The Banjaras have been moving throughout the subcontinent. In the process they have established symbiotic relationships with local settled peoples. This is why at times they adopt both regional and pan-Indian adornment elements. Like their village counterparts, Banjara women do carry water from wells on their head too but the cloth that decorates these pots is distinctly Banjara in design.

In their nomadic wandering, Banjaras have been influenced in their textile work by the culture of the region they would mostly reside in, creating distinctive sub-regional Banjara styles. It is difficult however to demonstrate a particular textiles’ provenance. One reason is that marketing practices have taken the textiles away from their source area. Secondly, Banjaras themselves staunchly retain their cultural identity by tending to confuse interrogators. It is therefore through sheer perseverance, detailed cross checking and time that research on Banjara embroidery can reveal the sub-regional styles.

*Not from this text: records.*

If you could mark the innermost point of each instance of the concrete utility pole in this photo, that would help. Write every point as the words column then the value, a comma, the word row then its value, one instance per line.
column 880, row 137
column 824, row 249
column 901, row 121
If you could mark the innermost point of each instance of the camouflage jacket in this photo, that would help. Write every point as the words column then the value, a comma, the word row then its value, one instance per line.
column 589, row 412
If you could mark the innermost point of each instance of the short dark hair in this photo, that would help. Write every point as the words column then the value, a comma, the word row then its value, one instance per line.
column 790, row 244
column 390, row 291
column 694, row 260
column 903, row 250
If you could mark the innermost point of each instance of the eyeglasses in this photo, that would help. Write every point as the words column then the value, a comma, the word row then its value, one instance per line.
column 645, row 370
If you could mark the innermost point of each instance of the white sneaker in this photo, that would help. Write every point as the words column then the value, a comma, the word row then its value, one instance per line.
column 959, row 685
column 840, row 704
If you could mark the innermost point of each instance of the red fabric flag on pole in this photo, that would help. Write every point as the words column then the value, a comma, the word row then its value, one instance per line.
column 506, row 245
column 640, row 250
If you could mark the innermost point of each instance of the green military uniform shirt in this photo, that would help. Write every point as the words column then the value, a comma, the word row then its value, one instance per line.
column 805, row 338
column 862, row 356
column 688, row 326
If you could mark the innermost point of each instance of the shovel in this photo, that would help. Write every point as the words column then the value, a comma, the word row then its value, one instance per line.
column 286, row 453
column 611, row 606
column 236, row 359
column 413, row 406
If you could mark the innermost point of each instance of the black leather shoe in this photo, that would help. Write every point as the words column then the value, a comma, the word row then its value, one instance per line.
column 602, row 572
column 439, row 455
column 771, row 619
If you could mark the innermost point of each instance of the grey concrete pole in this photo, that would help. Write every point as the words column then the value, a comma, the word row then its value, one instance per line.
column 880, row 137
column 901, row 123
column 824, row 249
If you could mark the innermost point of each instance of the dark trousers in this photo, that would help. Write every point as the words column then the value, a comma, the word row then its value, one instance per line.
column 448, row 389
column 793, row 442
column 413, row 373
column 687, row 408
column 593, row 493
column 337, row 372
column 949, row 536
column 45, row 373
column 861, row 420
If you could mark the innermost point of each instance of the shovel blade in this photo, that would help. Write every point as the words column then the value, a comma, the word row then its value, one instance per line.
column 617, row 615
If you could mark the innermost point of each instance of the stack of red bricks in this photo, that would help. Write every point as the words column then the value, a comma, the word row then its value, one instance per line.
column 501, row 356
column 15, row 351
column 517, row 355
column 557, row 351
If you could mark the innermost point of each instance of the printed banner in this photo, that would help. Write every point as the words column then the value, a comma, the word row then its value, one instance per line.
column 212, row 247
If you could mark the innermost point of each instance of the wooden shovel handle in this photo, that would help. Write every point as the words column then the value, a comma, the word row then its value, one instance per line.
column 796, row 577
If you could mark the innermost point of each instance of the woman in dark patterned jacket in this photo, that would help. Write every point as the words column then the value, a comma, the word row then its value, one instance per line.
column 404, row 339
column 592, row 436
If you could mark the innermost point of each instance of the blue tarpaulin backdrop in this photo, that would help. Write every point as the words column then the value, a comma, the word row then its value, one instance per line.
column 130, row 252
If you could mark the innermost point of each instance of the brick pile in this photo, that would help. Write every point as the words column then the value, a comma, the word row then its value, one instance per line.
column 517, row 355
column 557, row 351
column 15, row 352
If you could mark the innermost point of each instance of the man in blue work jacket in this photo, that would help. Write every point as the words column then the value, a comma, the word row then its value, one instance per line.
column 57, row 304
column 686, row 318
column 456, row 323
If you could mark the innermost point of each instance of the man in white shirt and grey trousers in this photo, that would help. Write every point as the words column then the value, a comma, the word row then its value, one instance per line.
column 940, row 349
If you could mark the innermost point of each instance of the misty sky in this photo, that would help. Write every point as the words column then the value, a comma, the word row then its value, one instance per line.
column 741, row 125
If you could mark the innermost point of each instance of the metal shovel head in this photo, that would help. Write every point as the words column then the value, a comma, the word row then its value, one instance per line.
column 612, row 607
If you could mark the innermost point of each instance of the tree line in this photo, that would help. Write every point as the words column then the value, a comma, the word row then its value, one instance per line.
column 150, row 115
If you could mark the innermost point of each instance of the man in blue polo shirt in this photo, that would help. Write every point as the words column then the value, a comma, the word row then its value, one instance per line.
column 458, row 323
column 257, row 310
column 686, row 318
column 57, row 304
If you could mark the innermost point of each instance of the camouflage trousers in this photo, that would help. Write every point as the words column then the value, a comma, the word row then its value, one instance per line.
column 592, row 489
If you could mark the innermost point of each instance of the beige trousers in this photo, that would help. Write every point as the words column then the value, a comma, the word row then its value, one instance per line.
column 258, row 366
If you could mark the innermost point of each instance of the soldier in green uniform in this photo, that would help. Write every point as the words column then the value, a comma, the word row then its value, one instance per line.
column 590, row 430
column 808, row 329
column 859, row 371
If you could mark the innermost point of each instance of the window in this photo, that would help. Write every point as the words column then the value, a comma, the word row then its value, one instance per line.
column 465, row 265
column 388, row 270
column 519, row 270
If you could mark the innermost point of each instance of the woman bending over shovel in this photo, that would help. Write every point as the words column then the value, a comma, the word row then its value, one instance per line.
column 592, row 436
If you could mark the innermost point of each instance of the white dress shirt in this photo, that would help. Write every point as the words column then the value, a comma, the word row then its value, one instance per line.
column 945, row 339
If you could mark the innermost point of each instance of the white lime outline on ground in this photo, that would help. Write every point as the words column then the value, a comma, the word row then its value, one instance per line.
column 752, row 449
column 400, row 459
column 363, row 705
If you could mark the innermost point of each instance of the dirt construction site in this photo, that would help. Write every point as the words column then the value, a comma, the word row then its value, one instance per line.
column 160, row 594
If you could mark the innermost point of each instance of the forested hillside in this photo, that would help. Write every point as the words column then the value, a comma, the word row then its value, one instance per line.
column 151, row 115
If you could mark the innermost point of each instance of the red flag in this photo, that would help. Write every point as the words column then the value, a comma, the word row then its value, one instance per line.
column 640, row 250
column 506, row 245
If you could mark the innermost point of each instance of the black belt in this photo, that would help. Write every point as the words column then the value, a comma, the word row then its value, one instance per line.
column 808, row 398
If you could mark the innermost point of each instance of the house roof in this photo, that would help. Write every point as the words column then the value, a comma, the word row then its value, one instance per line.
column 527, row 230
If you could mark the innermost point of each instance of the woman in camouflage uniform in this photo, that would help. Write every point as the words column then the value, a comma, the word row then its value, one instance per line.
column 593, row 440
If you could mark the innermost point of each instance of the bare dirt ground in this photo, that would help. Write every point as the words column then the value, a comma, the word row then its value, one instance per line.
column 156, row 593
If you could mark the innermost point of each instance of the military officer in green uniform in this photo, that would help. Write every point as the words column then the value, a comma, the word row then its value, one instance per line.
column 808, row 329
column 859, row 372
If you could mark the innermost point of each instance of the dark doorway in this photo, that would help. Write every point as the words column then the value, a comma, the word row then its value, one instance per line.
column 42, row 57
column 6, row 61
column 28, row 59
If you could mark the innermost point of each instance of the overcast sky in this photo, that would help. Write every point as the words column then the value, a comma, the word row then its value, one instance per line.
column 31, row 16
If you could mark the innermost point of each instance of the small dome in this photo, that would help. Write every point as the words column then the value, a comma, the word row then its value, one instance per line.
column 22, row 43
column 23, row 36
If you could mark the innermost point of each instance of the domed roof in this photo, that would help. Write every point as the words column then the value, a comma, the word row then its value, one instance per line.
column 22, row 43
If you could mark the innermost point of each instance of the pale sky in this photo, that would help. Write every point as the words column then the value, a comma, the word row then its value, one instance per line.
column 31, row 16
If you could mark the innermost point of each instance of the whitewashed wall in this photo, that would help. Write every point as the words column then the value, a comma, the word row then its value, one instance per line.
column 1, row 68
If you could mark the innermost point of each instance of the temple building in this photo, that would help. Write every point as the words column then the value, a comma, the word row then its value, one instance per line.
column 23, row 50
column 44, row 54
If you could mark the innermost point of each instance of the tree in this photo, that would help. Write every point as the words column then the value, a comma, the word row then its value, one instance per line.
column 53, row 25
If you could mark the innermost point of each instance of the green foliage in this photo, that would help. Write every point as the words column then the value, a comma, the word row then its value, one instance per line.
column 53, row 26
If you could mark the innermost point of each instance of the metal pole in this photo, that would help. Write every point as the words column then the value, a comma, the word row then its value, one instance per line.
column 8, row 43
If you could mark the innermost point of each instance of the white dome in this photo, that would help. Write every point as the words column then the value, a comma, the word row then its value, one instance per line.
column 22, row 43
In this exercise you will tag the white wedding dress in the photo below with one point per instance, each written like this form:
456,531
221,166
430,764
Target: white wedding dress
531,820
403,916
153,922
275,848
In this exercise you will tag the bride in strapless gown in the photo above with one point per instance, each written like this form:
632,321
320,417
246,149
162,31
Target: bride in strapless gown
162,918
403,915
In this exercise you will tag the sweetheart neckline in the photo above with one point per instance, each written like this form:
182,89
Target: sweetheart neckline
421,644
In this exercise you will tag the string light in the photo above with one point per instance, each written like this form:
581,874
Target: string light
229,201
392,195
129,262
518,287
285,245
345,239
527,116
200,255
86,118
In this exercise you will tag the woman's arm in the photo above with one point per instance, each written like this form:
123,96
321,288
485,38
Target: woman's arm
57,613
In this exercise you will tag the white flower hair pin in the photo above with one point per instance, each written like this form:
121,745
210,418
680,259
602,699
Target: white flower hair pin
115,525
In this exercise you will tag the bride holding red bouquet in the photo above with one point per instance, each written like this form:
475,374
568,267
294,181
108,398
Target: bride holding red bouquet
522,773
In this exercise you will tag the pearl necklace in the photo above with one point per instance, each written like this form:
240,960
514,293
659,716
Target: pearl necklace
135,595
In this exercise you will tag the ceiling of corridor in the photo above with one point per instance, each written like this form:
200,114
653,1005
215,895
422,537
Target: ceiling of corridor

For instance, Banjara women of Andhra Pradesh wear attire in bold appliqué and mirror work. More subtle is the work of the Banjaras of Madhya Pradesh and adjoining areas in Maharashtra and Karnataka: They produce beautiful work made up of squares and rectangles of cross and stem stitch, contained within a lay out in closely
worked herring bone stitch. Designs are either geometric or angularly zoomorphic. Further south, Banjaras work some of the most intricate embroidery, using woollen or cotton thread and a great repertoire of stitches, making bags, purses, waist bands and gala-phulia or pot holder.

All elements of the traditional Banjara festival dress have a special significance in announcing the position of a woman in the community: her marital status, number of children, and the degree to which she ascribes to Banjara ways.
Banjara women wear their finest clothes and jewellery at all times, even when doing hard manual labour on building sites or breaking stones for public roads.

The birth of a girl-chid starts a Banjara mother embroidering for her daughter’s dowry. Articles that are elaborately embroidered form the major part of the dowry. A Banjara girl may start at the age of eight helping her mother. Today three sets of skirts are given to girls who agree to wear the traditional dress after marriage. The elaborate one may take 6 months and the simpler one month or so.

The threads come from either the rangara or dyer and block printer or Banjara traders who buy waste yarn from weavers and sell them to the tanda, or Banjara colony.
The embroidery method is to stitch from the bottom of a piece, gradually working up to the top, as if working from the earth to the sky, and so representing the whole universe in their embroidery.

Most of their embroidered pieces are adorned with cowry shells which are loaded with symbolism of wealth, if seen as an ancient coinage and/or fertility, if seen as a vulva. Banjaras are said to have spread the use of such shells in the whole of India through their nomadic wanderings, which probably explains why they are used in abundance by tribal peoples as far as the Nagas in the East and the Todas in the South.

They have also been instrumental in spreading Northern Indian stitching techniques such as the counted thread used in the Phulkari embroidery of Punjab to Central and Southern India. They have also imbibed different stitching techniques used in the different regions they have crossed, which makes Banjara embroidery technically and aesthetically very rich.

Nowadays, a drop in the quality of embroidery is noticeable. The base fabric has changed from coarsely woven fabric to mill made ones and embroidery yarns are now the same for all objects. Block printing has become old-fashioned. The coarse goat’s wool are gone and shiny woollen threads are used in their place. Wool is used in embroidery. The colours used are fluorescent pink, yellow and green, as compared to the muted tones of the past.

Fortunately, all pieces on display in Adikala gallery are not new pieces. They have been worn and used for the traditional purpose that they have been made for.